Iniciativas como o Observatório da covid-19 BR surgiram devido à urgência da pandemia e se estruturaram em colaborações coletivas para mapear os dados coletados. Isso foi fundamental em épocas em que houve apagão dos dados federais, para produzir notas técnicas e boletins informativos. Cada colaborador foi responsável por adicionar na plataforma do projeto dados sobre sua cidade, região ou Estado. Isso permitiu gerar mapas que mostravam o avanço da pandemia em cada local. 

Vários cientistas já eram adeptos dessa forma de colaboração antes do início da pandemia. É o caso da doutoranda Clarissa Carneiro, que estuda a qualidade em pesquisa biomédica na Universidade Federal do Rio de Janeiro (UFRJ).
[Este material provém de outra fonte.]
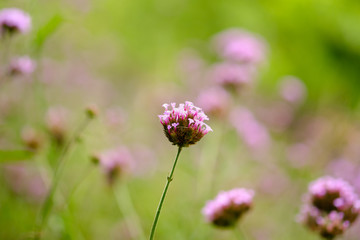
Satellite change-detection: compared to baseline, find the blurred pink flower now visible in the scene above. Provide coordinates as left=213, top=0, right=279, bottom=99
left=159, top=101, right=212, bottom=147
left=0, top=8, right=31, bottom=35
left=46, top=107, right=68, bottom=144
left=4, top=163, right=48, bottom=202
left=280, top=76, right=306, bottom=103
left=214, top=29, right=267, bottom=63
left=95, top=146, right=134, bottom=184
left=230, top=107, right=270, bottom=149
left=298, top=176, right=360, bottom=239
left=9, top=56, right=36, bottom=75
left=210, top=62, right=255, bottom=89
left=202, top=188, right=254, bottom=227
left=196, top=87, right=230, bottom=116
left=21, top=126, right=42, bottom=150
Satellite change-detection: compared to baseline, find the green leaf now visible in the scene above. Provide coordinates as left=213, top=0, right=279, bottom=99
left=0, top=150, right=34, bottom=163
left=33, top=14, right=64, bottom=52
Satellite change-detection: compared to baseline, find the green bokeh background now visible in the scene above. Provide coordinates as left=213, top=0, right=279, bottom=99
left=0, top=0, right=360, bottom=240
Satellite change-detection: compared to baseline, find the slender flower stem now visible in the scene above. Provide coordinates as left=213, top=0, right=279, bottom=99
left=111, top=183, right=146, bottom=240
left=149, top=147, right=182, bottom=240
left=35, top=117, right=91, bottom=240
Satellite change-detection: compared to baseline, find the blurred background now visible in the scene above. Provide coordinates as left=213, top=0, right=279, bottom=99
left=0, top=0, right=360, bottom=240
Ela coordena três projetos de crowdsourcing: dois sobre preprints e o terceiro sobre reprodutibilidade de pesquisas. No caso de uma de uma das pesquisas sobre preprints (artigos ou relatos de resultados ainda não revisados por pares), cada participante ficava responsável por ler uma quantidade de trabalhos e responder um questionário acerca de sua qualidade. A escolha do modelo crowdsourced, segundo Clarissa, foi para que “cada participante pudesse individualmente investir menos tempo na coleta de dados, e que o trabalho pudesse ser concluído mais rapidamente”. 

Outro projeto em que a pesquisadora está inserida é a Iniciativa Brasileira de Reprodutibilidade. Apoiada pelo Instituto Serrapilheira, busca estimar a reprodutibilidade da ciência biomédica e se debruça sobre mais de 60 experimentos a serem reproduzidos. Devido ao tamanho do projeto, a escolha pelo modelo crowdsourcing foi natural e permitiu a interação entre diferentes laboratórios que integram a iniciativa, além de possibilitar maior robustez na execução do projeto. Ainda sobre o tema, Clarissa analisa que “à medida em que a complexidade das perguntas científicas aumenta, bem como o tamanho dos projetos, mais numerosas e significativas serão as vantagens de estabelecer grandes colaborações usando processos como o crowdsourcing”.

Quem compartilha dessa visão é o pesquisador Kleber Neves, que também integra a coordenação da Iniciativa Brasileira de Reprodutibilidade. Ele acredita que com o aumento da complexidade da ciência a realização de projetos de “ciência grande” se tornem mais comuns. Ele vislumbra também que será necessária uma ruptura do modelo atual de pesquisa, mais individualista e centrado em um pesquisador principal. Nesse formato atual, as colaborações científicas surgem apenas conforme as interações de cada pesquisador. Por outro lado, segundo ele, nos projetos de ciência grande “o propósito é exatamente pensar a direção da pesquisa em um nível de abstração maior”. Ele cita, como exemplo, que seria possível um consórcio de cientistas votar para decidir quais são as questões mais importantes de um determinado campo do conhecimento, para então distribuir os trabalhos/experimentos entre os laboratórios participantes de um projeto. A decisão de qual pesquisa realizar não seria mais do pesquisador individualmente, mas sim um consenso da coordenação do projeto maior.   

Dificuldades

Tanto Clarissa quanto Kleber observaram algumas dificuldades inerentes a esse tipo de colaboração. A maior delas, na visão dos dois pesquisadores, é que o grande número de laboratórios e cientistas cria a necessidade de uma gestão mais elaborada e participativa. Segundo eles, essa habilidade de gestão, que nem sempre é desenvolvida pelos cientistas durante sua formação, precisou ser trabalhada por ambos durante a coordenação dos projetos.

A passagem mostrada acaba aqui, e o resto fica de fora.